On July 13th 2016 China’s Ministry of Environmental Protection (MEP) released a notification detailing the abolishment of several environmental regulations and support documents. The most notable one is the Environmental Management Registration of Hazardous Chemicals (Trial), a.k.a. MEP Order 22, which was published in Oct 2012, entered into force on Mar 1st 2013 and was just revised in Oct 2015.

MEP Order 22 was enacted in order to collect information about hazardous chemicals, assess their risks to human health and the environment and prevent or reduce potential hazards. However, although MEP tried hard to push MEP Order 22 and held a lot of seminars and trainings, the implementation has been slow since the start, due to the absence of some supporting documents and resistance from industry.

Industry was critical that the Order required submission and generation of too much data with prohibitively excessive technical requirements and was wasteful in terms of resources. As a result, MEP released a revised version in Oct 2015, simplified the registration application form, reduced some supervision requirements and gave up the supervision on the export and import of hazardous chemicals. However, earlier this year the State Council cancelled the approval and issuance system of the environmental management registration for the production and use of the hazardous chemicals, which was the core content of the MEP Order 22 spelling the end for MEP Order 22.

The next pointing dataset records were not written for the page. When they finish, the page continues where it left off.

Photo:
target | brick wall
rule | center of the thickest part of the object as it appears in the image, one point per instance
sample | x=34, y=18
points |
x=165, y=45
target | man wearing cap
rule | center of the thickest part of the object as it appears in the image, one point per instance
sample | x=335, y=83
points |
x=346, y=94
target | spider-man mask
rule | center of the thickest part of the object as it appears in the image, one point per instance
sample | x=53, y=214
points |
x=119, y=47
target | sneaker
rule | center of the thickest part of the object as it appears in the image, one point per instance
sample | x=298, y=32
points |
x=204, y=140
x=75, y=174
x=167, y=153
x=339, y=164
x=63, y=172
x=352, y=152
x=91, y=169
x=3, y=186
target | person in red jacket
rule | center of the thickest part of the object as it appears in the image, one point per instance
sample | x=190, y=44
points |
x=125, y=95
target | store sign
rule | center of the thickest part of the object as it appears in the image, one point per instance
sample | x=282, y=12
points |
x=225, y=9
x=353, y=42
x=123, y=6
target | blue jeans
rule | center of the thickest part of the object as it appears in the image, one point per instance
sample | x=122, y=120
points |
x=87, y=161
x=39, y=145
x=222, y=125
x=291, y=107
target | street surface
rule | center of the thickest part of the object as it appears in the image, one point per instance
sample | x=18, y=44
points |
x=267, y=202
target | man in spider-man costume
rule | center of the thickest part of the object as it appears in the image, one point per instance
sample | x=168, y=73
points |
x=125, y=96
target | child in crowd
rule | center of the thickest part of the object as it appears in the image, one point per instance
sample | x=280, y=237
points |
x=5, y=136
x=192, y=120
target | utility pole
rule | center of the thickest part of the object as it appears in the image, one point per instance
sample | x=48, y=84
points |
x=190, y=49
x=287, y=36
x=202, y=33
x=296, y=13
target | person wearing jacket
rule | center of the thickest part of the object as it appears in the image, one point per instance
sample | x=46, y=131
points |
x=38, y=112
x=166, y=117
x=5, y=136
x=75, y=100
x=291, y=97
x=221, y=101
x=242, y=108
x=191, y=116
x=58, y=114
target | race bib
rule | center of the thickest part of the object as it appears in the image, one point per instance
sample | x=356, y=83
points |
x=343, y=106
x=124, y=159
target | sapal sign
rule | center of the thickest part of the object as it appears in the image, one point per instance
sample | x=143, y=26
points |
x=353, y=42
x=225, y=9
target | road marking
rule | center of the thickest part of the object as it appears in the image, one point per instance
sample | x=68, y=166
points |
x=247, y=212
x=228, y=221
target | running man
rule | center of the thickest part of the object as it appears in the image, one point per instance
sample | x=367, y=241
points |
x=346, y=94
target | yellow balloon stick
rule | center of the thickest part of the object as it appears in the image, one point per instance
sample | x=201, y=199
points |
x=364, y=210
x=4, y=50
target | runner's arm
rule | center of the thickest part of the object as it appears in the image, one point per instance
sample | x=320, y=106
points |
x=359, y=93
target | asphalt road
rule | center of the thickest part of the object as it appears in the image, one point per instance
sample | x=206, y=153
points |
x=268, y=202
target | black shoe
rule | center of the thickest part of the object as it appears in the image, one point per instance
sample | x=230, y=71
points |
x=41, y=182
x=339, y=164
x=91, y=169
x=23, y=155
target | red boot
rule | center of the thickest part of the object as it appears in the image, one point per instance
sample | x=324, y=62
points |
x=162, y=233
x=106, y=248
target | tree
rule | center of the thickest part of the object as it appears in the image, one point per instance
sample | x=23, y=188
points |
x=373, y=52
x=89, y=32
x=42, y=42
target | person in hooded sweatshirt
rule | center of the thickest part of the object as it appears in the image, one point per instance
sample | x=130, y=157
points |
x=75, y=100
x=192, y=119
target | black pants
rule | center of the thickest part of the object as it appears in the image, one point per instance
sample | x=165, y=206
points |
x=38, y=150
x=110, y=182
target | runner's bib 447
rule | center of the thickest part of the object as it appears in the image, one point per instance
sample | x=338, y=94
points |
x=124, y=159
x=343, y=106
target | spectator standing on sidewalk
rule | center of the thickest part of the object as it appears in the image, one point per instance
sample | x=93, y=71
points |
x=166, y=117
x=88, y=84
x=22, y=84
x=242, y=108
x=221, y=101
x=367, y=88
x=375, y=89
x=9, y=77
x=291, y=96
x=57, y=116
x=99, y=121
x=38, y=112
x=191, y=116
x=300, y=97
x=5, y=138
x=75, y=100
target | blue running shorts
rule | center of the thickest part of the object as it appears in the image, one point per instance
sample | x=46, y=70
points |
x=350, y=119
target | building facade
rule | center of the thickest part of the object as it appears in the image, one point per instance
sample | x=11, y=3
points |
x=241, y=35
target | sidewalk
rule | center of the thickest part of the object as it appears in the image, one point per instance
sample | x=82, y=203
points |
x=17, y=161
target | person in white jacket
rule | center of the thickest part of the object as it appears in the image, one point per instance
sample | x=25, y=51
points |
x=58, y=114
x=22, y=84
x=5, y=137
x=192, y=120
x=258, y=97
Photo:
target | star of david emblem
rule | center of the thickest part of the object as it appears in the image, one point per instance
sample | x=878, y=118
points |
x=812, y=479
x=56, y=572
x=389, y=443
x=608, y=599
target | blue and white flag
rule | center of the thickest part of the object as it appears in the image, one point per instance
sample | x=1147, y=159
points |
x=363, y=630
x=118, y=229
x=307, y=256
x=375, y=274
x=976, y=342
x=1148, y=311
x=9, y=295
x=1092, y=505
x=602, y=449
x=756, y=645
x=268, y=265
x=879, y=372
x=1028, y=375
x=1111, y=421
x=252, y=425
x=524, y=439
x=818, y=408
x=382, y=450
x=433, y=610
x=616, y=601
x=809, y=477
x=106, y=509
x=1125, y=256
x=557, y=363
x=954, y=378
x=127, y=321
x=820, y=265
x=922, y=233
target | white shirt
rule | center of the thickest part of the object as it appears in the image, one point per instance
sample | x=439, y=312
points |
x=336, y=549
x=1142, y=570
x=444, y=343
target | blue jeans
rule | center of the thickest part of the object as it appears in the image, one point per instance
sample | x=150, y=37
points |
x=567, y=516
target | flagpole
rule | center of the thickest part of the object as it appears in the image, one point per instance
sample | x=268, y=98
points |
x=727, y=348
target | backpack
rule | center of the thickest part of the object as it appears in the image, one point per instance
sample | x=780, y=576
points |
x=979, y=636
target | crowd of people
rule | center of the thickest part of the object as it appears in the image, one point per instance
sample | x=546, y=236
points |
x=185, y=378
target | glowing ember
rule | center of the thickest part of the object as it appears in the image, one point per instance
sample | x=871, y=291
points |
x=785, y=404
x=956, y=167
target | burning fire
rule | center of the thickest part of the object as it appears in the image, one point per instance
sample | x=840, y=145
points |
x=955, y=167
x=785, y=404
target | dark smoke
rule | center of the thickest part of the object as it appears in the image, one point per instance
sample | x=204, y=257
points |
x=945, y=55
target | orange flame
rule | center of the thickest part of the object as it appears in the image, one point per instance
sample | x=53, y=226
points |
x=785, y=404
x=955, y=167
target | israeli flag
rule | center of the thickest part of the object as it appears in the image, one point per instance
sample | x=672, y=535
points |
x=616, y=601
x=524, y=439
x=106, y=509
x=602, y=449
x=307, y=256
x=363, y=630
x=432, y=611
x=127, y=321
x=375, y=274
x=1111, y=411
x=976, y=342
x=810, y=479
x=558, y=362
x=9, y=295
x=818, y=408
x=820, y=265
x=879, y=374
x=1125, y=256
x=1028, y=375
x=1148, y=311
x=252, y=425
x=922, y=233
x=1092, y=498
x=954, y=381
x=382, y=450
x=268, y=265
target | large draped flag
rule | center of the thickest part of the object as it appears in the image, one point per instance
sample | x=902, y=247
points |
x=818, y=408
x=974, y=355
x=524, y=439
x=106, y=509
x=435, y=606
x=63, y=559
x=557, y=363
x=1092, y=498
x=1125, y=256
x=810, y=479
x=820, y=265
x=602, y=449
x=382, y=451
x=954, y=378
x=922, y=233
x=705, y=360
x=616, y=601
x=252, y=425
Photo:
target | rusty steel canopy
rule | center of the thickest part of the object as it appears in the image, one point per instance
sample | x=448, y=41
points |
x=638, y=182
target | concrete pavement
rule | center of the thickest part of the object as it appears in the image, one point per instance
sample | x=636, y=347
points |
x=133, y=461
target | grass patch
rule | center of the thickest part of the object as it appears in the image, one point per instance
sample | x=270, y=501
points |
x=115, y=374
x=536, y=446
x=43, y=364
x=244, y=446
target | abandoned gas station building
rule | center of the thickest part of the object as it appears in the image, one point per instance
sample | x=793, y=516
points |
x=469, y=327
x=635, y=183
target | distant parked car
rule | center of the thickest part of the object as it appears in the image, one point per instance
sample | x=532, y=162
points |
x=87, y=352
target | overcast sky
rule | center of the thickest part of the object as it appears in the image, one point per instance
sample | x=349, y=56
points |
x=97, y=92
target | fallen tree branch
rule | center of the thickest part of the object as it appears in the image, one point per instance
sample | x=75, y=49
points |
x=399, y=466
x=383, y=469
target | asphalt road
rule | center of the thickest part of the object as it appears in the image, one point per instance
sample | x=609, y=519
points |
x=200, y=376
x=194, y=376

China has been trying to figure out the best methods to regulate hazardous chemicals and protect the environment and human health, while not hurting the economy too much. MEP Order 22 was only one part of a much larger plan to address these important issues. According to Tao Bie, the vice director of the Department of Policies, Laws and Regulations of MEP, currently the management mode of the hazardous chemicals is “under adjustment”.

However he didn’t give much information about the future direction and industry is left anxiously waiting for further management regulations, especially enterprises that have already completed part of the environmental management registration. The authorities are now carrying out a general investigation of enterprises that manufacture or use hazardous chemicals. The investigation could be preliminary work for development of future legislation which MEP would hope is more acceptable and practical for both the industry and the authorities.